不安だったが、とりあえず疑ってはなさそうだ。
すぐに報酬の話へと移行してくれた。
「褒美をやらねばならぬのう」
「実は一つお願いしたいことがありまして」
「ほう? 何じゃ? 申してみい」
俺は捕縛した海賊たちの温情措置を訴えた。
と同時に、ジェパールに冒険者ギルドを作り、彼らをそこで働かせることを提案したのだった。
ジェパールでは罪状によっては、強制労働を課すことも多いという。だが一度にこれだけの数を捕まえたとなると、労働を与えようにもその労働そのものが足りない。監督するのも一苦労だろう。
「海の魔物の討伐や船の護衛など、この国にも十分に需要はあるかと」
「う~む……しかし、それを実現するには幾つか問題点があるのう。一つ、海賊団から被害を受けた者も多く、元海賊の冒険者たちが果たして人々に受け入れられるかどうか。一つ、荒くれ者たちが本当にまっとうに働くのか。一つ、誰がどうやって彼らを監視・監督するのか。一つ、我が国に新たなギルドの支部を作ることは構わぬが、果たしてギルド本部がそれを認めるかどうか」
女王の指摘は、どれも予想していた範疇のものだった。
とりあえず感触そのものは悪くなさそうだ。
「被害者には賠償をします。海賊たちが働き、稼いだ分で賠償金を支払うのです。……当面は私が肩代わりすることになると思いますが。最初は反感を買うかもしれません。ですが、そこは彼らの頑張りで徐々に悪感情を解消していくしかないでしょう。海賊だった彼らがまっとうに働けるのかということですが、それは私が保証します」
「……おんしのことを疑う訳ではないが……」
「その疑問は当然のことでしょう。ですので――」
俺は言った。
「――私がギルド長をやりましょう」
女王が目を丸くする。
「おんし自らが……?」
「はい。私自身が彼らを監視し、更生させます」
あの様子だと俺の言うことなら素直に聞くだろう。リヴァイアサンとの戦いで俺の力は見せつけてやったし、逆らおうとする奴なんていないはずだ。

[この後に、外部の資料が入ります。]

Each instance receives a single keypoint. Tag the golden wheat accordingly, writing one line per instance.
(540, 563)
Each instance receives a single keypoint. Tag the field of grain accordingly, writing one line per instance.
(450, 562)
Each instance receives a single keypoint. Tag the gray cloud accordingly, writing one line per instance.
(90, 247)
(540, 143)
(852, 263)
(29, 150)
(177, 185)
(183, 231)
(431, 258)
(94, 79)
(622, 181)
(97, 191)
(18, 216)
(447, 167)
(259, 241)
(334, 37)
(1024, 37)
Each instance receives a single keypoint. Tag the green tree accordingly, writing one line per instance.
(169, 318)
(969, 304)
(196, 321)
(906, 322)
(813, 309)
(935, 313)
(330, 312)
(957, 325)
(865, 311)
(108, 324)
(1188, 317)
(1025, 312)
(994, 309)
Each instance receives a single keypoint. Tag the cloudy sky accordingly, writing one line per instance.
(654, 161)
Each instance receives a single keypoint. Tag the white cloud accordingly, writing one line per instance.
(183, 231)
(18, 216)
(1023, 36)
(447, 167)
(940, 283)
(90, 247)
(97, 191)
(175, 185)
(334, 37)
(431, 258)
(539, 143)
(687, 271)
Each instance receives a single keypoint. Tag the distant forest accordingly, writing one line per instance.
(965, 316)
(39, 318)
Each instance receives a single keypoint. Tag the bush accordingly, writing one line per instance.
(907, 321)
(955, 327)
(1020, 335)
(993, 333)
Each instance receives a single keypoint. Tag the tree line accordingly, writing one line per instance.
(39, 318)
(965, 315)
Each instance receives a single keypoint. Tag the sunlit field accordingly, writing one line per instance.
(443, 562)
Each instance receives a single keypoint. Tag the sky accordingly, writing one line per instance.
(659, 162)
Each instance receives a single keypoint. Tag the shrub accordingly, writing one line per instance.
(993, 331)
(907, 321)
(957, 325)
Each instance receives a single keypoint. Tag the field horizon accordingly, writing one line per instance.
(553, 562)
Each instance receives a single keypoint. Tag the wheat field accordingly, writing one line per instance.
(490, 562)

クランの方はほぼ軌道に乗りつつあるし、シルステルに常駐していなければならない訳ではない。
テレポートも使えるし、両立はできるだろう。
それからクランのメンバーたちをこっちに呼んで、海賊たちを教育してもらうつもりだった。
ギルドの職員も、うちのクランの職員から何人か引き抜いてくればいいだろう。
「ギルドの本部へは私から話を通します」
これについてはやってみないと分からない。
まぁでも、たとえギルドから資金援助等がなくても、俺が私財を叩くと言えば、本部としても断る理由はないんじゃなかろうか。

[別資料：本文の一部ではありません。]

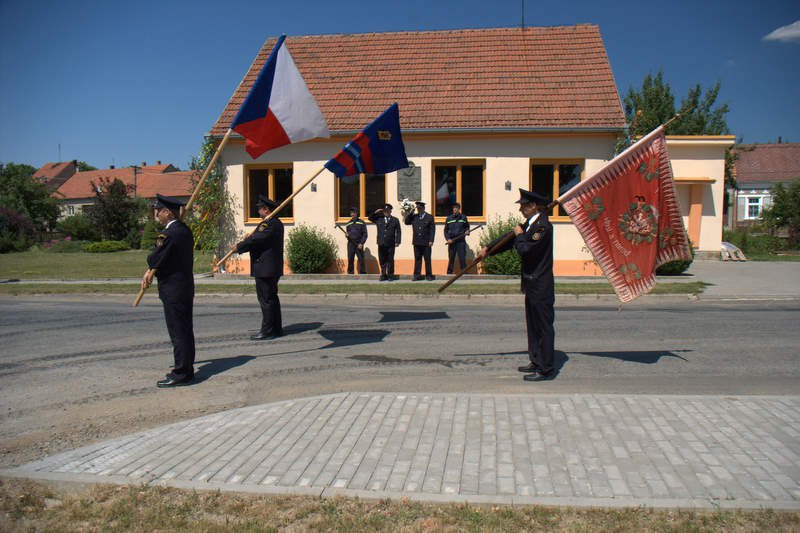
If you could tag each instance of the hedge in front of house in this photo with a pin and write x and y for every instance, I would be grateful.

「あい分かった。他国の者であるはずのおんしにここまで言われては、わらわも否と言う訳にはいくまい。我が国としても全面的にサポートしようぞ」
よし、どうやら上手くいきそうだな。
・紅華:信仰度 5% → 25%
女王の信仰度も上がったようだ。
転移魔法を使って、俺はいったん海賊団の本拠地へと戻った。
「お前たちは死んだことになったぞ」
そこで待機していた五人――アクアナを初めとする海賊団の幹部たちに、俺は女王との謁見が上手くいったことを伝えてやる。
「そしてこれからはシルステルで冒険者をしてもらう」
さすがに彼らが、他の一構成員たちと同じようにジェパールで冒険者をやっていくことはできない。
だからこそ死んだことにして、異国の地で新たな人生をスタートしてもらうことにしたのだ。
アクアナが恐る恐る訊いてくる。
「な、なんで、あたしらにそこまでしてくれるんだ……?」
俺の信者だからです。
・アクアナ:信仰度15%
彼女だけでない。よほどリヴァイアサンとのバトルが衝撃的だったのか、俺の信者になった奴が何人もいた。
しかしそんなことは言えないので、
「俺には人を見る目がある。お前たちはこれからやり直すことができる人間だと判断した」
〈神眼〉というスキルがあるし、嘘ではない。
「それから働くことができない子供や老人たちのうち、交渉して半数はジェパールが面倒を見てくれることになった。残る半数はシルステルに連れて帰って、うちが経営している孤児院に入ってもらう」
もちろん漏れなく俺の信者になってもらう予定です。
「ああ……ありがとう……何から何まで……」
アクアナは目に涙を浮かべ、礼を言ってくる。
「その分、お前たちにはしっかり働いてもらうぞ」
「もちろんだ!」
彼女たち五人にはそのままパーティを組んでもらい、俺のクランの一員になってもらうつもりだ。
念のため名前は変える必要があるだろう。
「そうだな……あたしは……シーナ。シーナと名乗ることにする」
こうして女海賊アクアナは死に、新たに女冒険者〝シーナ〟として生きることになったのだった。